Canterino enters spring 2019 chock-full of momentum: over the summer, he was the winning pitcher in the Cape Cod League All-Star Game and also pitched for the United States Collegiate National Team. Canterino was one of 55 players named to USA Baseball’s Golden Spikes Preseason Award Watch List, which recognizes the most outstanding college baseball players in the country.
Baseball America named Canterino to its preseason second-team All-America, and collegiate baseball writers placed him as a preseason third-team All-American. Last season, Canterino earned his place among All-Conference USA’s first team; this season, he was tabbed the preseason C-USA pitcher of the year.
Despite reaping individual success, Canterino said he was frustrated with his 7-5 pitching record and Rice’s 26-31-2 campaign last season.
“It wasn’t necessarily a function of one particular thing or a whole,” Canterino said. “Some things happen. You lose a little bit of that fire over the course of a long season. What other [college] sport plays 60 games in a year? Considering our games are three hours each? You’re talking about some adversity.”
According to Canterino, he is comfortable with the team’s transition from Wayne Graham to newly-hired Owls’ skipper Matt Bragga.
“I am beyond grateful for everything Coach Graham has done for me,” Canterino said. “[Graham] has made me a better ballplayer, a more intuitive ballplayer, and he really showed me what it takes to succeed at this level. What Coach Bragga has provided, both to myself and the team as a whole, is a different level of energy to build from. We know we will face adversity, so we need to have the energy and confidence to overcome that adversity - that’s what Coach Bragga has been teaching us. He always says that we should build each other up, because that’s what being a team is all about. In the end, it is the team that flourishes or dies.”

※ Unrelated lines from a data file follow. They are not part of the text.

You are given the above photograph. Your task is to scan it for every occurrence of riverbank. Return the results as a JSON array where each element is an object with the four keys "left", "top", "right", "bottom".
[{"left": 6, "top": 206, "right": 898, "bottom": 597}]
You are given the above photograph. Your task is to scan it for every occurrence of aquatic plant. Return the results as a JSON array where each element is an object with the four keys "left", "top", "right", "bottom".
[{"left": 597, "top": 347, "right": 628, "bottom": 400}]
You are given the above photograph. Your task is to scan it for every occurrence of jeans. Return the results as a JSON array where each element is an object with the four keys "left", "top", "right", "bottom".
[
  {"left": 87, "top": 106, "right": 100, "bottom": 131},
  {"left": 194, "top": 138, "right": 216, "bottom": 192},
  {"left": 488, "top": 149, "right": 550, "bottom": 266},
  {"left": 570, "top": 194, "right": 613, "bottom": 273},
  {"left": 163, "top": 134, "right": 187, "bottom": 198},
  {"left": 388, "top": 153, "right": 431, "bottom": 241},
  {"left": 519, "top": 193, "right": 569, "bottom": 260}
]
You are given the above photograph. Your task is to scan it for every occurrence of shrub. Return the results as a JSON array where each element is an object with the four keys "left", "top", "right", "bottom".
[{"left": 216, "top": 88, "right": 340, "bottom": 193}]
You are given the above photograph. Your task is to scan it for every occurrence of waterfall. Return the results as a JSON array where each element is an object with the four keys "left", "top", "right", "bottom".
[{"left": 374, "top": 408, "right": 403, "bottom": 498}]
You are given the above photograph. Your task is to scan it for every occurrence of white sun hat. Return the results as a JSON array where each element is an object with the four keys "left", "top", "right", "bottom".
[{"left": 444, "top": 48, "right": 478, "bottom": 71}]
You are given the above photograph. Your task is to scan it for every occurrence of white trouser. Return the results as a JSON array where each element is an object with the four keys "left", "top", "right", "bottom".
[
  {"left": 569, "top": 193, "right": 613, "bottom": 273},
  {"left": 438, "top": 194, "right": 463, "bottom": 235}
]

In seven starts at Reckling Park last season, Canterino finished 5-1 with 2.49 ERA and .155 opponent batting average allowed. Canterino said he benefits from a pregame routine established during his stint as a two-year varsity starter at Carroll High School in Southlake, Texas.
“I have a simple routine,” Canterino said. “It goes from stretching to watching the team to reading the scouting report to watching some film. I have it pretty down pat [so] that I know preparation isn’t much of an issue for me. I know that if anything goes wrong on the mound, it is because of something that I did wrong when I was pitching, not because of anything I did wrong beforehand. I know if anything goes awry, I have to make the adjustment [immediately].”
Canterino said he strives to teach compartmentalization to younger pitchers on the squad.
“We have a lot of young pitchers coming on, so I am trying to use my experience to help them have success,” Canterino said. “I’m not necessarily telling them what to do, I’m just showing them some things that work for me. In the end, I don’t want this program to be good when I’m here, I want it to be good afterwards too.”
With the option of signing with a Major League Baseball organization after this season, Canterino said this could be his last year on Rice’s campus.
“Playing professional baseball has been a dream of mine since I was a little kid,” Canterino said. “If it presents itself most clearly this year, then [I will pursue the draft]. That’s not saying I haven’t appreciated my time at Rice thus far. But it’s like Coach Bragga preaches: you have to have expectations for yourself and you have to have the confidence to go get them.”